“Behold, I am coming quickly, and My reward is with Me, to render to every man according to what he has done. I am the Alpha and the Omega, the first and the last, the beginning and the end.The Spirit and the bride say, ‘Come.’ And let the one who hears say, ‘Come.’ And let the one who is thirsty come; let the one who wishes take the water of life without cost.”

LORD of My Breakthrough

Shalom, Shalom; peace, peace in the name of YESHUA. This is Crystal Sharpe and welcome to the Ancient Scrolls program.

For several days it has been floating in my spirit to speak concerning Baal’perazim, Lord of my breakthrough. This year, well, actually it began last May 2019, this outpouring of His Spirit. And it has progressively become more pronounced. Anyway, this year is a year of breakthroughs. We are experiencing Joel 2, Acts2, the latter day outpouring and this is the indicator for us being in the last days. My husband and I have already begun experiencing breakthroughs this year. Ok, so today we are going to look at 2 Samuel 5.

The Shema:

Hear O Israel, the LORD GOD the LORD is one.

Psalm 24

The earth is the Lord’s and fullness thereof; the world and those who dwell therein.

Father YHVH

We thank You for being God. You are the King of the Universe, King over heaven and earth. You are King over every circumstance and every situation. Your name is above every illness, every discouragement, and every loss. The blood of Yeshua, cleanse us from our sins, from our transgressions, from our iniquities, our provoking You to anger, our absolute rebellion against You and Your Word. Father, tear down every strong hold that is against the Word of God, every imagination, every tradition of man that is against the knowledge of God. Instead, help us to be conformed to Your Word, to Your righteousness and justice. We pray these things in the name of Yeshua. Amen.

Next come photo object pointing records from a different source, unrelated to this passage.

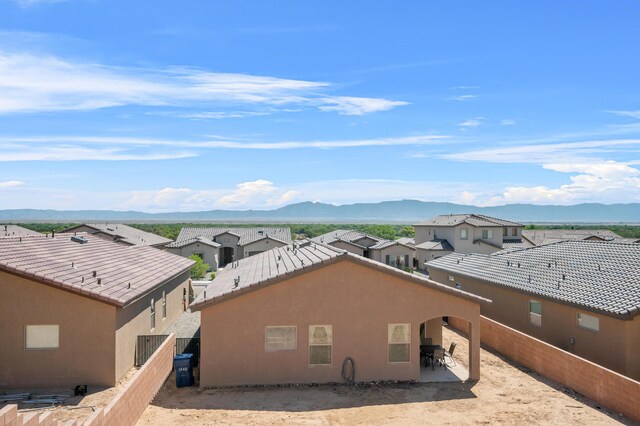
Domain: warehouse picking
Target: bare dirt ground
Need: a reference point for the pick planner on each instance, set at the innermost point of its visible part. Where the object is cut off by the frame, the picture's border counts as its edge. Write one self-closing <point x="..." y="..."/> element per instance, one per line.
<point x="79" y="407"/>
<point x="506" y="394"/>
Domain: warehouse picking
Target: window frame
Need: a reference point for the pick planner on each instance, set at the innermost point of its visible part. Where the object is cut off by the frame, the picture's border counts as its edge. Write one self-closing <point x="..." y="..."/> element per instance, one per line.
<point x="42" y="348"/>
<point x="295" y="338"/>
<point x="330" y="344"/>
<point x="578" y="314"/>
<point x="389" y="342"/>
<point x="538" y="322"/>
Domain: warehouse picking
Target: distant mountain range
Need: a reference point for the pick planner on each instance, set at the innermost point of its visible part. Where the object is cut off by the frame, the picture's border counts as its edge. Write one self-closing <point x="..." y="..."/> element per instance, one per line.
<point x="405" y="211"/>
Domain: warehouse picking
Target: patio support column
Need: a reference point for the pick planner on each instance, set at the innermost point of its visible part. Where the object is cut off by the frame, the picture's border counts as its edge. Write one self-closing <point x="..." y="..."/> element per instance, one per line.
<point x="474" y="349"/>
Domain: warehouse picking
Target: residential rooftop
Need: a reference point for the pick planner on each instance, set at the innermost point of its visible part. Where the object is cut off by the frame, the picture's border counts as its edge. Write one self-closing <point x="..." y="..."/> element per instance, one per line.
<point x="246" y="235"/>
<point x="126" y="234"/>
<point x="90" y="266"/>
<point x="599" y="276"/>
<point x="546" y="236"/>
<point x="476" y="220"/>
<point x="284" y="262"/>
<point x="16" y="231"/>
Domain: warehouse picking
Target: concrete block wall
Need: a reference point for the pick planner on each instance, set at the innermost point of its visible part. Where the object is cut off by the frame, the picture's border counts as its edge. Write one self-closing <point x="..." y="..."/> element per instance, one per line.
<point x="127" y="407"/>
<point x="606" y="387"/>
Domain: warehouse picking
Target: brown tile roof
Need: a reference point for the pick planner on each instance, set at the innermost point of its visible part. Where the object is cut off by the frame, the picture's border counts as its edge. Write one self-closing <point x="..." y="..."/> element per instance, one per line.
<point x="125" y="272"/>
<point x="281" y="263"/>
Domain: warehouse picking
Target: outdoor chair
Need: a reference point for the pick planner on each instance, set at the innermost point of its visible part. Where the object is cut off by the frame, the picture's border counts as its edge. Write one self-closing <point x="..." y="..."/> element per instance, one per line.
<point x="438" y="356"/>
<point x="449" y="353"/>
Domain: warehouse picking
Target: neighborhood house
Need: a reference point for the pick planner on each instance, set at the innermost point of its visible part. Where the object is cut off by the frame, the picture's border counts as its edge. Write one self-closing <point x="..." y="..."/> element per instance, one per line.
<point x="297" y="314"/>
<point x="71" y="307"/>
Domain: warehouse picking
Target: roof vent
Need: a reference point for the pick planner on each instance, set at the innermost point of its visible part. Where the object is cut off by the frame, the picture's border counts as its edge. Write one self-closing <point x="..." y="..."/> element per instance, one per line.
<point x="80" y="240"/>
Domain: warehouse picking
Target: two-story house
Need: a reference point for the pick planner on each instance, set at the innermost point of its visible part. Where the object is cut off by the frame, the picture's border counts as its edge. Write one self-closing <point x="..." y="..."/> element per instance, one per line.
<point x="465" y="233"/>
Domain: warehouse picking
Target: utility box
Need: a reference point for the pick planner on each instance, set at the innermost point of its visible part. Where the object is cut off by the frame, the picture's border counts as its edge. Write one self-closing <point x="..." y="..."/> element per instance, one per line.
<point x="183" y="366"/>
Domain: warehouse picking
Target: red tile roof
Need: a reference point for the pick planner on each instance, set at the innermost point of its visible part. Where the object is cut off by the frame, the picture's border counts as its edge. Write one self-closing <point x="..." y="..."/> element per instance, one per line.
<point x="125" y="272"/>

Alright. Let’s start with 2 Samuel 5.

The back ground on this is Saul is now dead. He died along with his three sons in battle against the Philistines. Upon his death the  Israelites were defeated before the Philistines and they fled. After Saul’s death, David resides at Hebron and the men of Judah anoint him king over the house of Judah. Abner, who is commander over the military in Israel, positions Ish-bosheth, son of Saul, to be king over the northern tribes and Benjamin.

The Word tells us the house of David prospers and the house of Saul grows weaker. At some point Saul’s son offends Abner, his commander, by accusing him of being intimate with his father’s concubine. Infuriated, Abner makes the proposal to unify all of Israel under David. Abner makes contact with the elders of Israel and Benjamin and they all agree to support David.

The son of King Saul, Ish-bosheth, is assassinated by his own people. After this, the Word tells us that David enters into a covenant with Israel before the LORD, and they (these elders of Israel) anoint him to be king over Israel. This is the third time David is anointed King.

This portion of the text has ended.